Originally Posted by Davdi
Still got my German Praktika with:
and a generic swivel-head flash.
Also a 1950's cheap TLR 'Ensign' f5.6/60 - lens, takes very atmospheric shots, very good with B/W crap with colour.
Digital is Fuji S5700 & S9500 Bridge cameras plus the cameras on my WFS and XperiaU. As with Film I always try to get it right in camera and avoid post-processing if possible.
Let me tell you about old cameras. There are many cameras available on eBay or elsewhere that are capable of creating images that are vastly superior to anything produced with a top of the line Nikon or Cannon.
In fact, if you look at an older Hasselblad Superwide, the fixed lens is a theoretically perfect lens. This means (according to Carl and the gang at Zeiss) a more perfect optic is not possible. Mind you, the SW had a fixed lens; that is, not interchangeable and designed for one camera. I tend to believe Carl, by the way.
No matter how costly or good the modern cameras are, there are better cameras out there waiting to be bought, adjusted, cleaned, loved and put to work.
I have a 6 x 9 Voightlander Bessa. The best Bessa ever made and probably the finest 6 x 9 folder available. It creates large negatives that are tack sharp. No pro would be caught dead using one because my theory is many pros do not consider that there were some amazing cameras made eons ago that can flat out do the job.

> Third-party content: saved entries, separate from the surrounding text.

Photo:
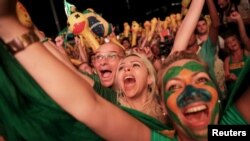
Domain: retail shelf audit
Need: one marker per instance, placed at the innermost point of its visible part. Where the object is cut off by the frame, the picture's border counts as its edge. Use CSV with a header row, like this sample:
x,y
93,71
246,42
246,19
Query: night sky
x,y
114,11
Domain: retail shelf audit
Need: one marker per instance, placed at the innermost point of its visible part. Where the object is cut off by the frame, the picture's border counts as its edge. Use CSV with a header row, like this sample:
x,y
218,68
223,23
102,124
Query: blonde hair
x,y
152,104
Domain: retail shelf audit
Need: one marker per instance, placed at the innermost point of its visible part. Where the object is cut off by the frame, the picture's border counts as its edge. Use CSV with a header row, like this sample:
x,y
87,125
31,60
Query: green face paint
x,y
174,71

And secondly, it is not digital. Here in Utah, the labs leave lots to be desired when it comes to processing and printing seldom seen formats. This is why I still develop my negatives in a small Kodak Apron tank in the bathroom.
Barring scratches, I know my negs are as perfect as possible and processed to my specs. I never feel comfortable handing unprocessed film to a lab I do not trust.
Great negatives printed by a crappy printer usually yield crappy prints but they create great prints in the lab of an expert. OTOH, bad negatives are hard to print even by those wth darkroom skills. You can alwaus reprint, but it can be hard to salvage bad negs.
I use Minox 35s, a Leica CL and I have shot "professional" assignments with a Kodak Retina. All cheap cameras these days but superior in many ways.
Consider the lack of a super fast shutter. I use to shoot auto races for a local sports writer named Dick Rosetta. I never needed a fast shutter. I know how to pan, so 250th was plenty fast. I can shoot kids on swings at a 125th or slower.
Fast shutter speeds mean you need wider apertures which mean a loss of depth of field. another tech talk perhaps. Lets just say it can be important in some cases.
BTW . . . there is nothing wrong with a Pratika. Not one darn thing.